Johnson emphasized the Jazz's youth and momentum, saying that the group ran out of steam for the series against the Golden State Warriors, but that the playoffs as a whole were "a great experience for this group."
It was a great experience in particular for Johnson, who upped his season averages to 12.9 ppg and 3.9 rpg in the playoffs while playing hero in Games 1 and 4, leading the Jazz to wins.
Johnson said his experience has led him to believe that Utah has all the momentum it needs as an organization as long as the core, including free agents Gordon Hayward and George Hill, returns. He's already begun recruiting efforts to that effect.
"We all sit around and talk," he said. "I hope whatever needs to happen happens for those guys to come back."
Sprucing up the practice facility
The renovation of Vivint Smart Home Arena is expected to be completed in time for the start of next season. The Jazz, meanwhile, also are in the process of renovating their west-side Salt Lake City practice facility, bringing basketball and business operations under the same roof.
The renovated 90,000 square-foot facility will include a new player locker room, a lounge and gaming area, new fitness, sports medicine and dining areas and an outdoor recreational court.
"Along with the renovation of Vivint Smart Home Arena, this investment will ensure from the practice gym to our home arena that the Jazz will have world-class facilities to back our championship aspirations," Steve Miller, vice chairman of the Board of Directors for the Larry H. Miller Management Corporation, said in a news release.
Burks looking to bounce back
Alec Burks thinks he can get his explosive athleticism back before next season without needing another surgery on his leg, but he says he's "nowhere near" 100 percent heading into the offseason.
"I'm used to blowing by people, going over people, around people," the Jazz guard said. "I'm just not that right now."
Burks broke his fibula in December 2015 and has required multiple surgeries and procedures since. He most recently received a platelet-rich plasma injection in his knee in April.
"I've got to strengthen my leg back up," he said. "I was so explosive before I hurt my ankle. It takes time to get that explosion back. That's what I'm trying to work toward."
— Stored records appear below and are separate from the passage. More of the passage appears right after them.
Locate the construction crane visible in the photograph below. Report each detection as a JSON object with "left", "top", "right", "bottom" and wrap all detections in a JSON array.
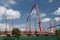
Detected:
[
  {"left": 47, "top": 24, "right": 60, "bottom": 29},
  {"left": 29, "top": 17, "right": 32, "bottom": 35},
  {"left": 47, "top": 20, "right": 60, "bottom": 33},
  {"left": 5, "top": 16, "right": 8, "bottom": 34},
  {"left": 5, "top": 16, "right": 14, "bottom": 36},
  {"left": 12, "top": 16, "right": 14, "bottom": 30},
  {"left": 26, "top": 0, "right": 42, "bottom": 35},
  {"left": 43, "top": 26, "right": 46, "bottom": 32},
  {"left": 47, "top": 20, "right": 60, "bottom": 29},
  {"left": 34, "top": 17, "right": 37, "bottom": 34},
  {"left": 49, "top": 20, "right": 52, "bottom": 33}
]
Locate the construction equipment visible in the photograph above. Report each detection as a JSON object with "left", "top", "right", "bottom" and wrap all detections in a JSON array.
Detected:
[
  {"left": 5, "top": 16, "right": 8, "bottom": 34},
  {"left": 12, "top": 16, "right": 14, "bottom": 30},
  {"left": 26, "top": 0, "right": 42, "bottom": 35},
  {"left": 47, "top": 20, "right": 60, "bottom": 29},
  {"left": 47, "top": 20, "right": 60, "bottom": 34}
]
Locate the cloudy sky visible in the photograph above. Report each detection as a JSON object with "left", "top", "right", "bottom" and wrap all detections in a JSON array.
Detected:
[{"left": 0, "top": 0, "right": 60, "bottom": 31}]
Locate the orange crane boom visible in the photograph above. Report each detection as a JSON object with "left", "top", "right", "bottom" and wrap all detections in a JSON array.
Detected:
[
  {"left": 26, "top": 1, "right": 42, "bottom": 33},
  {"left": 35, "top": 4, "right": 42, "bottom": 32}
]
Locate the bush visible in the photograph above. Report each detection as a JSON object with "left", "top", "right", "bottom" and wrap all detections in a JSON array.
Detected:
[
  {"left": 55, "top": 29, "right": 60, "bottom": 36},
  {"left": 12, "top": 28, "right": 20, "bottom": 36}
]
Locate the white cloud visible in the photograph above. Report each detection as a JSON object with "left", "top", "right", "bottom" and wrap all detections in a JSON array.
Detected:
[
  {"left": 31, "top": 9, "right": 37, "bottom": 15},
  {"left": 0, "top": 6, "right": 21, "bottom": 20},
  {"left": 14, "top": 24, "right": 26, "bottom": 29},
  {"left": 31, "top": 9, "right": 46, "bottom": 18},
  {"left": 0, "top": 6, "right": 21, "bottom": 30},
  {"left": 0, "top": 0, "right": 21, "bottom": 31},
  {"left": 52, "top": 7, "right": 60, "bottom": 15},
  {"left": 0, "top": 23, "right": 26, "bottom": 31},
  {"left": 0, "top": 6, "right": 6, "bottom": 17},
  {"left": 6, "top": 9, "right": 21, "bottom": 19},
  {"left": 30, "top": 9, "right": 37, "bottom": 18},
  {"left": 42, "top": 18, "right": 51, "bottom": 22},
  {"left": 0, "top": 23, "right": 10, "bottom": 31},
  {"left": 14, "top": 24, "right": 26, "bottom": 31},
  {"left": 0, "top": 0, "right": 16, "bottom": 7},
  {"left": 0, "top": 6, "right": 6, "bottom": 20},
  {"left": 54, "top": 17, "right": 60, "bottom": 22},
  {"left": 0, "top": 23, "right": 38, "bottom": 31},
  {"left": 40, "top": 13, "right": 46, "bottom": 17},
  {"left": 14, "top": 24, "right": 35, "bottom": 31},
  {"left": 20, "top": 28, "right": 26, "bottom": 31},
  {"left": 48, "top": 0, "right": 53, "bottom": 2}
]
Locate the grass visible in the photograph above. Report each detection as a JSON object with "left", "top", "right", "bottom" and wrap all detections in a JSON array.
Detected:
[{"left": 0, "top": 36, "right": 60, "bottom": 40}]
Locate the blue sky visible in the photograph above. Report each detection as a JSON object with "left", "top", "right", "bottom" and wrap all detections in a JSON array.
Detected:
[{"left": 0, "top": 0, "right": 60, "bottom": 31}]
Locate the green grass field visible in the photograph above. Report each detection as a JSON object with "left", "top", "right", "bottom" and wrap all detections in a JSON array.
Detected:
[{"left": 0, "top": 36, "right": 60, "bottom": 40}]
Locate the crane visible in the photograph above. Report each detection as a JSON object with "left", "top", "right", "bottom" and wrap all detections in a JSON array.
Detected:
[
  {"left": 5, "top": 16, "right": 8, "bottom": 34},
  {"left": 26, "top": 0, "right": 42, "bottom": 35},
  {"left": 47, "top": 20, "right": 60, "bottom": 29},
  {"left": 47, "top": 20, "right": 60, "bottom": 33},
  {"left": 47, "top": 24, "right": 60, "bottom": 29},
  {"left": 12, "top": 16, "right": 14, "bottom": 30}
]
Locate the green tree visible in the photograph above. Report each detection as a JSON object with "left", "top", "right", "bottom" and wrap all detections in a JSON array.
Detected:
[
  {"left": 12, "top": 28, "right": 20, "bottom": 36},
  {"left": 55, "top": 29, "right": 60, "bottom": 36}
]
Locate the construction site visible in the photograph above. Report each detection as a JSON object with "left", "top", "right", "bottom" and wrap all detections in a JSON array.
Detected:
[{"left": 0, "top": 0, "right": 60, "bottom": 36}]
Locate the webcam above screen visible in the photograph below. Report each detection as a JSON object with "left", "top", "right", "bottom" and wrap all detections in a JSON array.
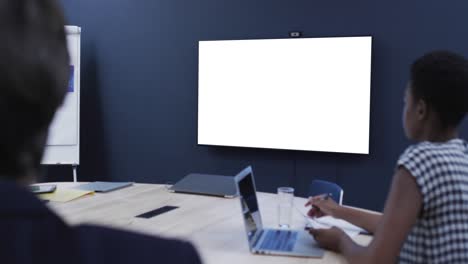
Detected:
[{"left": 197, "top": 36, "right": 372, "bottom": 154}]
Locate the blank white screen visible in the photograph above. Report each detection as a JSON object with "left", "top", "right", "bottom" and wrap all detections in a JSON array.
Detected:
[{"left": 198, "top": 36, "right": 372, "bottom": 154}]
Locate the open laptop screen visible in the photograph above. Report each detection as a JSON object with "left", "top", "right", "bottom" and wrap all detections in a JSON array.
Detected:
[{"left": 237, "top": 168, "right": 263, "bottom": 247}]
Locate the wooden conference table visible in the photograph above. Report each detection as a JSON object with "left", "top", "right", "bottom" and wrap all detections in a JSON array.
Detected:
[{"left": 45, "top": 183, "right": 372, "bottom": 264}]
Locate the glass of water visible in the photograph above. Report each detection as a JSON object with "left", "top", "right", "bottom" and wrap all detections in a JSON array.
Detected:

Burks played in just 41 games for the Jazz this season.
"It's frustrating," he said about his long rehabilitation process. "... But I'm a solider. I think I'm built for it."
"Nightlife" still getting mileage
How would Boris Diaw describe Utah to potential free agents?
"Oh, great nightlife," he quipped.
The much-publicized Warriors knock on Salt Lake City still got laughs Tuesday as the Jazz wrapped up the season. Between Diaw's joke and Joe Ingles donning a "#Nightlife" T-shirt, Utah's players still are riding the wave Golden State's comments made before the series.
But it translates to very real affinity for Utah for both men. Diaw, an urbanite coffee lover, said he'd like to be back in Utah next year, though his deal is not guaranteed for another season. Ingles, who will be a restricted free agent, was even more direct, saying he hoped he and the Jazz could agree quickly to terms for next season.
But it won't necessarily be because of nightlife: "I've got 9-month old twins. My nightlife finishes about 8 p.m. But I love Utah. It was something that before I came here it wasn't on my bucket list to visit. But once you get here ... it was a perfect city for us."